Payment providers, set up a PSP
PayFanout installs every PSP the same shape: a server adapter that holds your secret credentials, a client adapter that holds only a browser-safe key, and (optionally) a webhook endpoint. Application code never learns which PSP is active, so "install a PSP" is the same job whether it is one we ship or one you write yourself.
Pick the PSP you're wiring up:
| PSP | Set-up guide | Server package | Client package | Completion shape |
|---|---|---|---|---|
| Stripe | Set up Stripe | @payfanout/adapter-stripe-server | @payfanout/adapter-stripe | Confirm-on-client |
| Paysafe | Set up Paysafe | @payfanout/adapter-paysafe-server | @payfanout/adapter-paysafe | Tokenize-first (needs a server-completion route) |
| GoCardless | Set up GoCardless | @payfanout/adapter-gocardless-server | @payfanout/adapter-gocardless | Confirm-on-client (redirect to hosted bank authorisation) |
| PayPal | Set up PayPal | @payfanout/adapter-paypal-server | @payfanout/adapter-paypal | Tokenize-first (needs a server-completion route) |
| PayZen (Lyra) | Set up PayZen | @payfanout/adapter-payzen-server | @payfanout/adapter-payzen | Confirm-on-client |
| Worldline (Direct) | Set up Worldline | @payfanout/adapter-worldline-server | @payfanout/adapter-worldline | Tokenize-first (needs a server-completion route) |
New to the packages themselves? Installation covers prerequisites, which packages to add, and the env-var mechanics first. This page and the guides below are about wiring a specific PSP end to end.
The four steps, for every PSP
The guides follow the identical arc, only the credential names and a few quirks differ:
- Get credentials. Every PSP has a sandbox and a live set. PayFanout never infers which you're using from a key prefix, you pass
environment: "sandbox" | "live"explicitly, and the adapter throws if you don't. - Wire the server adapter. Construct it from environment variables and register it on a
PaymentService. The constructor validates its config and throws at startup on a missing required field, a misconfiguration can never reach checkout. - Wire the client adapter.

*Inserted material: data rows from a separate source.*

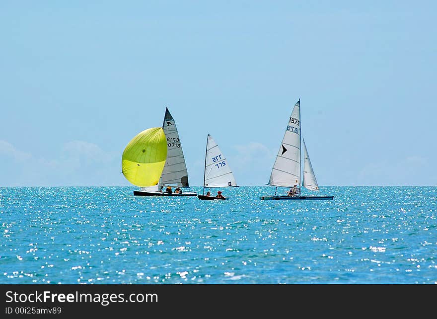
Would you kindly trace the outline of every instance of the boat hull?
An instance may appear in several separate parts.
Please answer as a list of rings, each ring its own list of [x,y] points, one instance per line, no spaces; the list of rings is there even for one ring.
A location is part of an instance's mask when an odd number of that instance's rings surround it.
[[[261,200],[326,200],[334,199],[334,196],[284,196],[274,195],[270,196],[261,196],[260,199]]]
[[[206,196],[204,195],[198,195],[197,198],[199,199],[206,199],[209,200],[213,199],[229,199],[229,197],[215,197],[213,196]]]
[[[195,192],[183,192],[182,194],[168,194],[162,192],[149,192],[145,190],[134,190],[134,195],[136,196],[195,196]]]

Construct it with the browser-safe key and hand it to
<PayFanoutProvider>. The PSP's browser SDK loads lazily from the PSP's CDN, there is nothing extra topnpm add. - Register the webhook endpoint. Point the PSP at your
/webhooks/<psp>route and give the adapter the signing secret. Signature verification hashes the exact raw request bytes, see Webhooks for the raw-body requirement that every framework fights you on.
Which side do I need?
Server-only backend? Steps 1, 2, 4. Adding the embedded card fields? Also step 3. You do not have to install both PSPs, add only the one(s) you use.
Sandbox first, always
Do the whole integration against the PSP's sandbox, environment: "sandbox", test keys, test cards. Nothing about going live changes your PayFanout code except the credentials and the environment string; each set-up guide ends with a Go live checklist that spells out exactly what swaps. Because PayFanout is stateless, there is no data migration between sandbox and live, the switch is credentials only.

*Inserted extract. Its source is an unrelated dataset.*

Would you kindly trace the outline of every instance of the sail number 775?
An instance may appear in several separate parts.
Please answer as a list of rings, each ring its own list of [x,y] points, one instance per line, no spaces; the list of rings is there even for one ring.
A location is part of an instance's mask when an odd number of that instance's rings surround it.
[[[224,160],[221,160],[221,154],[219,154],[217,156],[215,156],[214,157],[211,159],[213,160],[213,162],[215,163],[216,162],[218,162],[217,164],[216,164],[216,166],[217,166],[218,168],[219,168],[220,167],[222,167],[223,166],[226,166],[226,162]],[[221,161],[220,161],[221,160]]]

Installing a PSP we don't ship yet
A third, fourth, or fifth PSP is a new adapter package, not a fork. You implement the ServerPaymentAdapter / ClientPaymentAdapter contracts from @payfanout/core, prove the adapter against @payfanout/conformance, the same suite Stripe and Paysafe pass, and it drops into the exact four steps above with zero changes to core, server, React, or your application code. The step-by-step build is Writing an adapter, and Conformance is how "extensible" stays a guarantee rather than a hope.